Most of these shows were part of tours announced when the news about the pandemic was more optimistic, but with the surge of the Delta variant, the mood has shifted. The weeks when vaccinated crowds were unmasked are over. A new anxiety sits side by side with a pent-up excitement of being back in crowds. This creates a charged, high-risk-and-reward atmosphere for comedy, which depends on the trusty two-step of building tension and releasing it.

The most notable choice Wong made was to avoid mentioning the pandemic entirely. Since the topic already dominates our lives, I for one was grateful, though she ran the risk of ignoring an elephant stomping around the room. On the night I attended, it helped that Jim Gaffigan wasted no time pointing at the animal in a taut opening act that served as an excellent teaser for his next special. After thanking the audience for their applause, he pointed out they would all die in a week. “Just kidding,” he added, before clarifying, more like a month.

It was a startling opener, but the loud response to this dark joke suggests he was giving voice to (and defusing) a thought already filling the room. Then again, the only stand-up subject to give sex some competition is death.

Like Gaffigan, Wong has some go-to subjects, but her real signature at this stage in her career is the rhythm of her delivery. Her comedy has a staccato music. Its bass line is propulsive, urgent sentences that build momentum and volume until they pop with hard consonants. In recent years, she has gotten more inventive, mixing in a whispery voice, leaning on repetition and lingering in long pauses. Many of her biggest laughs come from holding silence an extra beat.

When she finds a bit that works, like a series of aggrieved punch lines expressing envy of single people, Wong knows how to milk it but not for too long. Her comedy doesn’t wander or riff much, and when it does, there’s a purpose, as when she delivers this non-laugh line: “In our society there is no word for male mistress.”
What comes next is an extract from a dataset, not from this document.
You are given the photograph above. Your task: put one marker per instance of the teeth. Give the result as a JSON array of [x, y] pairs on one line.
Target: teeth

This illustrates her argument that there is more tolerance for men being unfaithful than women, a sore subject for her since, as she repeatedly insists, cheating is constantly on her mind. This is a show about the frustrated sex drive of the married woman, one from the perspective of someone who met her husband a few years before she became rich and famous. Men get to be bad and get away with it, she explains, persuasively performing her resentment. Why can’t she?
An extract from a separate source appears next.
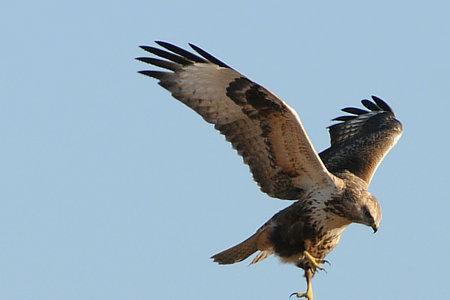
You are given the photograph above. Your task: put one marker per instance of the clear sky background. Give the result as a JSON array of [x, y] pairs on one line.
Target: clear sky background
[[109, 189]]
Wong’s comedy often pokes fun at other comedy. Just as her earlier special never mentioned but brought to mind Louis C.K. making fun of his kids, this new hour may evoke the specials from Chris Rock (a clear influence on her work) and Kevin Hart that touch on their infidelities. The inability of a star to take advantage of her newfound clout may not be as relatable as the frustration of watching men get compliments for changing a diaper, but the challenge of monogamy is.

For Wong, what matters is this: The more irritated she is, the funnier her take. There’s something hysterical about the disgust in her voice describing how men say the kind of women they want to date are “chill.” Wong doesn’t just find zero appeal in that — she seems baffled by it. When discussing relationships, she uses metaphors of prison or the stock market. (Her husband bought low, and if they get divorced, he’d be selling high.)

Somewhat predictably, her show eventually softens and shifts into a love letter to her husband, the one part of the set whose function isn’t to make you laugh but keep you on her side. Wong made a similar move at the end of “Baby Cobra,” pointing out that while she tried to trap her husband, he did it to her, adding that she eventually paid off his college loans.

But her sex jokes here are actually not about cheating so much as thinking about cheating. In sharing intricate details of a benign encounter with a young food consultant on the set of a movie she wrote, Wong is finding comedy in fantasy, the glorious sins of the imagination. This is the kind of escape that comedy can uniquely provide. Judging by the exhilaration of some of the laughs she received, the crowd seemed to need it. For a short while at least, maybe sex jokes are healing.